The study authors concluded, “. . . . our study suggests that the use of nurse practitioners in certain primary care settings may increase the utilization of health services, particularly specialty and inpatient care.” The authors seemed predisposed to believe that NPs in independent practice would order even more tests, in particular: “. . . . the presence of supervising physicians probably influenced their [NP] practice and brought it closer to physician norms.
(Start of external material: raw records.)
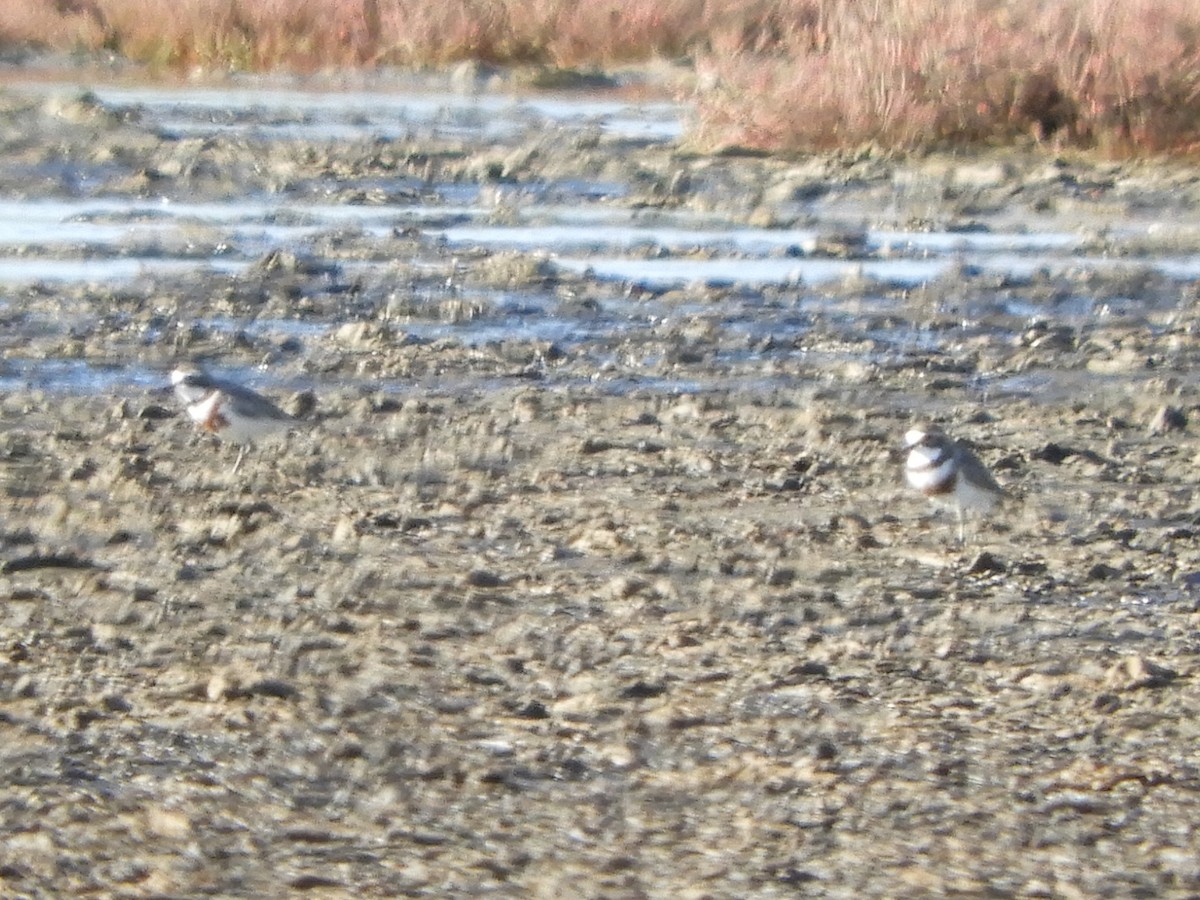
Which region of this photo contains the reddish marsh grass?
[7,0,1200,155]
[697,0,1200,155]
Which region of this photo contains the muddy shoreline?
[0,65,1200,898]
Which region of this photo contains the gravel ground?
[0,60,1200,898]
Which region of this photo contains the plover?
[904,425,1004,544]
[170,366,296,472]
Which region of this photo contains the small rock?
[1150,406,1188,434]
[467,569,504,588]
[1104,656,1180,690]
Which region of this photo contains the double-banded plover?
[170,366,296,472]
[904,425,1004,544]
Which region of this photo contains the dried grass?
[7,0,1200,155]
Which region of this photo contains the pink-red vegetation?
[0,0,1200,155]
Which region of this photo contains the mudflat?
[0,65,1200,898]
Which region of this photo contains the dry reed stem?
[7,0,1200,155]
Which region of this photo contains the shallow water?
[0,75,1200,392]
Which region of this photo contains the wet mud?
[0,61,1200,898]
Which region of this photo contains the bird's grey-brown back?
[905,426,1004,541]
[170,366,296,424]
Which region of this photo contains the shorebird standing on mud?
[904,425,1004,544]
[170,366,298,473]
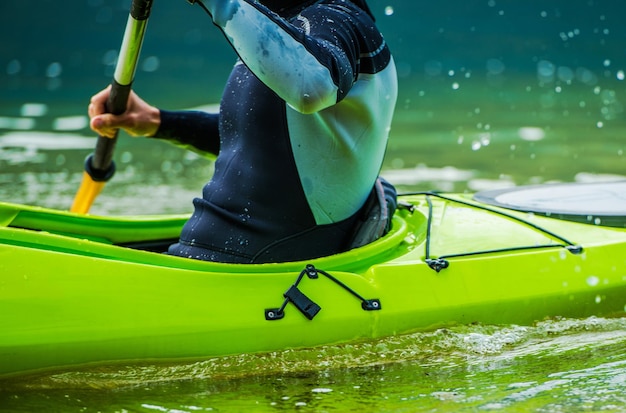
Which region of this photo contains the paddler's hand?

If indeed this was the case, then the differences that did exist may be magnified in an independent nurse practitioner practice . . . .” However, they did not further conjecture whether bringing NP practice closer to physician norms involved increasing rather than decreasing patient utilization.
There was no compelling case presented in the study that NPs increased health services utilization and there was no serious attempt to verify that inference. Cost of care estimates of the various wings of the study were entirely absent despite the controlled (and single payer) environment in which the study took place. Sadly, although the authors mentioned the need to study whether reported differences in utilization affected the quality of care, there was no attempt to examine whether any of the wings of the study adhered to existing standards of care. Readers were given no guidance on whether the increased use of care by the patients in the NP wing brought their care closer to such standards or exceeded the standards.
With all the studies published over the last 15 years that Dr. Jauhar might have reviewed he chose one that is far from compelling. In fact, there are no carefully controlled studies that provide information on the relative costs of NP provision or ordering of services to patients compared to the services provided or ordered for similar patient by physicians. What we do know is that through the Balanced Budget Act of 1997 the Congress mandated a gender-associated pay differential of 15%; at that time 97% of registered nurses were women and more than 80% of physicians were men. As then specified in Medicare’s section 1833(a)(1)O, for the identically billed clinical services (identified by specific CPT codes) NPs and CNSs were limited to 15% less than the approved amount to be paid to physicians. The gender proportions have changed somewhat since that time but the differential remains. It was not imposed because NPs were believed to order more tests.
It is to physicians’ continuing shame that having accepted the RBRVS notions that any specific service has a single specific worth, that they continue to assert that NPs and CNSs should be paid less for the identical service. There is added value of APRN services in that they do convey more patient information and education than MDs. APRNs do offer services beyond traditional office hours, serving patients and families that might not otherwise be able to secure primary care services. All of these observations were verified by an extensive two year study conducted by the Institute of Medicine and published in 2010. There should be no question that NPs, in particular, are well qualified primary care providers.